Culture Jamming

This advertisement for Marc Jacobs’ Daisy perfume is significant in it’s normalcy. The viewer is confronted with an image that is first and foremost appealing to the eye. The colours, textures, and shapes are easy to look at, and reflect an aesthetic that we are immediately familiar with. Three young, thin, attractive women are pictured in a colour-saturated summer reverie. Happily, they present us with a product and the promise of our own such liberation-through-purchase.

Dresses of white lace establish a sense of virginal innocence, which carries with it a nod to the institution of marriage. In keeping with our course emphasis on intersectionality, I would argue that this idealization of marriage (traditionally by way of the church) works additionally to maintain a heteronormative modal of young womanhood. While depicting contemporary young women who appear to come from diverse backgrounds, these Victorian-style lace dresses place these women in a context of antiquated eurocentrism.

These women look to be barely teenagers; their oversized perfume bottle reminiscent of small children being dwarfed by the size of a large toy. The inherent contradiction here is that this object is at once toy and beauty product. This forces me to ask: who is this advertisement directed towards? Women who are the same age as those depicted here? Or others who look on in desire?

The words on the perfume bottle provide the only indication of what these young women are actually in service of: a small, delicate flower potentially acting as a metaphor for themselves, and then the faint name of the eponymous author and brand, Marc Jacobs.

In this Culture Jamming project, I would like to address the implications of idealizing the young female body in this way and question who and what advertisements such as this one are meant to serve.

In light of the recent wave of women using the hashtag #MeToo to aknowledge the enormity and widespread nature of the issue of sexual harassment and assault, I found this to be a fitting replacement for the perfume’s text. This social media phenomenon was triggered by the exposure of Film Producer, Harvey Weinstein, as a perpetrator of sexual violence against countless recognizable women in Hollywood and beyond.

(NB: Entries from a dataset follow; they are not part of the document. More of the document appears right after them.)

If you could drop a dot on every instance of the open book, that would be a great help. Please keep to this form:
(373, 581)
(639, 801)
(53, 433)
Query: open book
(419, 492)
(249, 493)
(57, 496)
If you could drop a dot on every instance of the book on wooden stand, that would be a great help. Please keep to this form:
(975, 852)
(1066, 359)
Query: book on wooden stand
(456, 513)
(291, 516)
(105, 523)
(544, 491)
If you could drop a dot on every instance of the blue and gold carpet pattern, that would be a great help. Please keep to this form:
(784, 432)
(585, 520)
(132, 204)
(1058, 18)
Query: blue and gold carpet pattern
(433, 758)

Through this alteration, I am interested in posing a clear question of the power and authorship behind this image, as well as the implications this has for young women. Images such as this one are not benign, but serve as a platform for young women to be projected upon and sexualized. Horror at exposing the ubiquity of sexual violence through #MeToo is justified, and my interest here is to display that subtle manifestations of this violence exist all around us.

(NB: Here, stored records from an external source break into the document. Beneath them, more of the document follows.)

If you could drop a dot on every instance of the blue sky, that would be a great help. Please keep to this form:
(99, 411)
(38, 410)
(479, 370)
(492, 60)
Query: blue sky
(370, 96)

Having a man’s name celebrated on the central amulet of this childhood fantasy is perverse. I would like to highlight the widespread nature of not only sexual violence, but that images such as this one are created by men, for the benefit of men (financial and otherwise), and work to engender an atmosphere where violence against women is permissible. Harvey Weinstein was in an extremely powerful position, from which he acted upon young women and moved without fear of consequence. By rewriting this name and brand as that of someone who has been publicly outed as a predetor, I hope to make explicit the top-down power structure that creates a system in which the exploitation of women’s bodies is seen as the status quo.

Works cited:

Khomami, Nadia. “ #MeToo: How a Hashtag Became a Rallying Cry against Sexual Harassment .” The Guardian , 20 Oct. 2017, www.theguardian.com.